Bob Hanning ist einer, der das ändern will. Der ehemalige Bundesligatrainer arbeitet als Manager der Reinickendorfer Füchse am Projekt Spitzenhandball für die Hauptstadt. Mit leuchtenden Augen erzählt er vom Potenzial, das in der Sportart liegt. „Es kann nicht sein, dass in Berlin kein Bundesligahandball möglich sein soll“, sagt er. Seine Mannschaft steht auf Platz eins der Zweitligatabelle, und doch hat er Angst, dass sich auch nach einem Aufstieg nicht allzu viele Berliner zum Besuch eines Handballspiels bewegen lassen. Von der Weltmeisterschaft hat er sich viel erhofft, einen Schub für den ganzen Sport. Eine Woche vor Beginn der WM ist Hanning ernüchtert. „Das wird kein Wintermärchen“, befürchtet er. Die Organisatoren vom Deutschen Handballbund (DHB) hätten die Chance nicht genutzt, etwas ganz Besonderes zu schaffen. „Ich erwarte ein schöne WM, in vollen Hallen“, sagt Hanning. Und: „Es wird eine familiäre Weltmeisterschaft.“ Die Handballgemeinde wird wohl unter sich bleiben.

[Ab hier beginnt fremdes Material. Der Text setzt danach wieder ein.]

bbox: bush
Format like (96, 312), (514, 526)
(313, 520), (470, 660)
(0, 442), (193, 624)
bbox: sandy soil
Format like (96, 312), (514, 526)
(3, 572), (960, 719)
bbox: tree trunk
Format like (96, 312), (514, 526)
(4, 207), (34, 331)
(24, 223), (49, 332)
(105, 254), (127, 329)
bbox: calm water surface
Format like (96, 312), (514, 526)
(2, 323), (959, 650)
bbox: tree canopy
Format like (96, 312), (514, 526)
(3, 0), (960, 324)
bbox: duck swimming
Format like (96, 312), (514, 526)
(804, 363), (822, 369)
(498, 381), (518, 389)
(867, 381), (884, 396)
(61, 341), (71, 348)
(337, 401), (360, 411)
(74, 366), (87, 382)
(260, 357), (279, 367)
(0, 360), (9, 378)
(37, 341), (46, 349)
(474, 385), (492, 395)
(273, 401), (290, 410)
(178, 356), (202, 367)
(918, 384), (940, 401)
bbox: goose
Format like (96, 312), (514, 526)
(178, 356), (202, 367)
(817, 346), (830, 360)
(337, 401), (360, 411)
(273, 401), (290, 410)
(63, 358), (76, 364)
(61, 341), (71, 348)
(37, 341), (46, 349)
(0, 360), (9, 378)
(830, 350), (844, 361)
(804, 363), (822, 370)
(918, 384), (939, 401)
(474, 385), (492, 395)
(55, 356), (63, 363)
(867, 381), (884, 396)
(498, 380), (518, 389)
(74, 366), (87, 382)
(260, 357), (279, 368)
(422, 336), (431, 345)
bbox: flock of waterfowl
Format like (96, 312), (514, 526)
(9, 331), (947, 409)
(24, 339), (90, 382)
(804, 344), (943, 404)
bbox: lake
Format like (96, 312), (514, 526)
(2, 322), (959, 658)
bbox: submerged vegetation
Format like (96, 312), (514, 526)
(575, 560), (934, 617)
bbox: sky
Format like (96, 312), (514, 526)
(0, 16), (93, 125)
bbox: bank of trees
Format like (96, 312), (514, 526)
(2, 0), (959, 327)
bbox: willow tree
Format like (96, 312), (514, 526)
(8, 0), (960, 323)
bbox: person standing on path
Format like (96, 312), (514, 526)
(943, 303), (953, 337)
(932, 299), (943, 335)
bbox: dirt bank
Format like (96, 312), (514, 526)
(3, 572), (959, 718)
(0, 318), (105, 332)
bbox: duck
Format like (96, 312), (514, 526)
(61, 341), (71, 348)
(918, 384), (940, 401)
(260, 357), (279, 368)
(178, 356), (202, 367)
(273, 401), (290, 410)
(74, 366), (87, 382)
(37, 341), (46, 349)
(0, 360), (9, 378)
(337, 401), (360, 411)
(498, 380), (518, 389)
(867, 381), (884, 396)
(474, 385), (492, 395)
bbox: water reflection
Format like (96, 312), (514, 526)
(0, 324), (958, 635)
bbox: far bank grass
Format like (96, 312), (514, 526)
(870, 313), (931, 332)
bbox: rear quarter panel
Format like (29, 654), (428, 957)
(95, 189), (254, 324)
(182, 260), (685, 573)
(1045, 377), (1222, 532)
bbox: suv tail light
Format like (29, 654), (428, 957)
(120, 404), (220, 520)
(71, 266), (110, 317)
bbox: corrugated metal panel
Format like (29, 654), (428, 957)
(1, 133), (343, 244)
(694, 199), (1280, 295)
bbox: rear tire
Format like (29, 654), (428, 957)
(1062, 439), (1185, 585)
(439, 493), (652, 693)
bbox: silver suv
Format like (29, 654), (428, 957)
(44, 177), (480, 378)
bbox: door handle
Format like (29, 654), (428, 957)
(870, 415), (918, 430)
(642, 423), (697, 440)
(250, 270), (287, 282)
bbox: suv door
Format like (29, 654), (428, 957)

Eine Umfrage des Marktforschungsinstituts Promit, die am Donnerstag veröffentlicht wurde, bestätigt Hannings Befürchtungen. Danach wissen 70 Prozent der Deutschen nicht, wo die nächste Handball-WM stattfindet. Horst Bredemeier, Vizepräsident des DHB und verantwortlich für die Vermarktung der WM, findet das halb so schlimm. „Man muss bedenken, mit welchen Mitteln wir arbeiten“, sagt er. Ulrich Strombach, DHB-Präsident und Cheforganisator des Championats, verbittet sich jeden Vergleich mit der Fußball-WM. „Ich erwarte keinen Wintertraum als Folge des Sommermärchens“, sagt er. 800.000 Euro beträgt der Marketing-Etat der WM. Da könne man nicht allzu viel erwarten, sagt auch Uwe Schwenker, der Manager des Bundesligisten THW Kiel.

Er hat die Stadt an der Förde zur Hauptstadt des deutschen Handballs gemacht. Zwölfmal ist der THW inzwischen deutscher Meister geworden. Die Ostseehalle ist immer bis auf den letzten Platz gefüllt, wenn der THW zum Heimspiel lädt. Es wird getrommelt und geklatscht, es ist laut. In Flensburg ist das nicht anders. Auch unmittelbar an der dänischen Grenze ist Handball die Sportart Nummer eins. „Hölle Nord“ nennen die Fans in Flensburg ihre Arena. Typische Handballstimmung, mit lautem Klatschen zum Rhythmus der Taktgeber an riesigen Trommeln herrscht auch im westfälischen Lemgo. In Magdeburg, wo der Champions-League-Sieger des Jahres 2002 zu Hause ist, wird ebenso Stimmung gemacht wie in Wetzlar. Rhythmisch geklatscht wird auch in Göppingen, Melsungen und Nordhorn.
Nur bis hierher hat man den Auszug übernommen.